Pope Francis devoted today’s general audience to the prayer of the nascent Church, which is the space of the Holy Spirit, “making us remember Jesus.” The four essential characteristics of ecclesial life

(Foto Vatican Media/SIR)

“The Church is not a market; the Church is not a political party”, the Pope remarked in today’s general audience, livestreamed from the Library of the Apostolic Palace, devoted to the prayer of the nascent Church. “Listening to the apostles’ teaching; safeguarding mutual communion; the breaking of the bread, and prayer.” These are the “four essential characteristics of ecclesial life”, which the Pope reiterated throughout. “Everything in the Church that grows outside of these ‘coordinates’ lacks a foundation”, Francis said:

“Any situation needs to be evaluated in the light of these four coordinates. Whatever is not part of these coordinates lacks ecclesiality, it is not ecclesial. If this is lacking, the Holy Spirit is lacking, and if the Holy Spirit is lacking, we are a beautiful organization, humanitarian, doing good things, …even an ecclesial party. But it is not the Church.”“The Church does not grow with these things: it does not grow through proselytism, as any other company, it grows by attraction. And who provokes attraction? The Holy Spirit”, reiterates the Pope: “Let us never forget Benedict XVI’s words. If the Holy Spirit is lacking, who is the one who attracts [people] to Jesus, the Church is not there. There might be a beautiful friendship club, but not the Church, not synodality.”

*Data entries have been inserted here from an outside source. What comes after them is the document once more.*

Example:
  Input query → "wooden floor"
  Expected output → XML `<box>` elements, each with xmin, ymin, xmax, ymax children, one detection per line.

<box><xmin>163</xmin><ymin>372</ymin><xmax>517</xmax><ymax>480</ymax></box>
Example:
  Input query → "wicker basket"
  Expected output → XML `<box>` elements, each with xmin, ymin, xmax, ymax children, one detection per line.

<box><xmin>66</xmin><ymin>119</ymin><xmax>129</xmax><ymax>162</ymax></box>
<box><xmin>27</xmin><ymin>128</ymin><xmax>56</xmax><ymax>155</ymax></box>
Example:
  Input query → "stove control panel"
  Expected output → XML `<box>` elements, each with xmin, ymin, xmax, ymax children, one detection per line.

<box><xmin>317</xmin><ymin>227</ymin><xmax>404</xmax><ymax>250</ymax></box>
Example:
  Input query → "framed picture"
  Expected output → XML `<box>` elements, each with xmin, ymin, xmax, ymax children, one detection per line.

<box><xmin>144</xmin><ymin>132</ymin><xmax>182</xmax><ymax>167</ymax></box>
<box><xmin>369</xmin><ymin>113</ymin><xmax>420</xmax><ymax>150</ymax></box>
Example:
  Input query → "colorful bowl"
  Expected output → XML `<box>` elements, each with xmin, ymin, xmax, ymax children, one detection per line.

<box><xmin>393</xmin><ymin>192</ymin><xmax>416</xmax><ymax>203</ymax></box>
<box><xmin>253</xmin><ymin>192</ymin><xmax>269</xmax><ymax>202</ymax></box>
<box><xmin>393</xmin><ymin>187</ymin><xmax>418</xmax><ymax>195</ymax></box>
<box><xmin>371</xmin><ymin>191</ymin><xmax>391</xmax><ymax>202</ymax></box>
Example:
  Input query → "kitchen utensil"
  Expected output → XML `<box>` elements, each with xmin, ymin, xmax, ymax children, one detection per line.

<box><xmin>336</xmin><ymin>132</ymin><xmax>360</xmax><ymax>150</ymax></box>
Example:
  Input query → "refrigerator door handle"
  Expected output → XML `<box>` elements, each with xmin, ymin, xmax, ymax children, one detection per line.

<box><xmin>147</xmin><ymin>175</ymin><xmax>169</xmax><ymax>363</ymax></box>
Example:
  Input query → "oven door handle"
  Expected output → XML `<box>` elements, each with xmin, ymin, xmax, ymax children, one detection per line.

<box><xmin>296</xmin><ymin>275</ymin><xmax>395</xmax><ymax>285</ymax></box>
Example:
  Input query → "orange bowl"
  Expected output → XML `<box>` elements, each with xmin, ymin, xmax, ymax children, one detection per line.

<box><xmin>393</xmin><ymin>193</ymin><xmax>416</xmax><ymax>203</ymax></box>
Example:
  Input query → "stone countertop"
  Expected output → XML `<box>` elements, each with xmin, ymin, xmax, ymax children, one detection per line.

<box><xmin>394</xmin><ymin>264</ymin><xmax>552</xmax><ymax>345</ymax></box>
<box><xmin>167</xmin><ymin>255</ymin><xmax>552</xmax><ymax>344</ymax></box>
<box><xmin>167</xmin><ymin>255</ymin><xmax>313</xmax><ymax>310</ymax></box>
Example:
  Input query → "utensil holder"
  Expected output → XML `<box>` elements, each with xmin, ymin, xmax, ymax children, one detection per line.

“The Church’s first steps in the world were interspersed with prayer”, Francis said in his opening remarks. “It is God who creates the Church, not the clamour of works”, he explained:

“The Church is not a market;

the Church is not a group of businesspeople who go forward with a new business. The Church is the work of the Holy Spirit whom Jesus sent to us to gather us together, the work of the Spirit in the Christian community, in the life of the community, in the Eucharist, in prayer… always. And everything that grows outside of these coordinates lacks a foundation, is like a house built upon sand.” “It is Jesus’ word that fills our efforts with meaning. It is in humility that we build the future of the world”, the Pope assures.

“At times – Francis added with unprepared remarks – I feel tremendous sadness when I see a community that has good will, but takes the wrong road because it thinks that the Church is built up in meetings, as if it were a political party: the majority, the minority, what do they think about this, that and the other…’ this is like a Synod, the synodal path that we must take…’. I ask myself: “But where is the Holy Spirit there? Where is prayer? Where is communitarian love? Where is the Eucharist?”.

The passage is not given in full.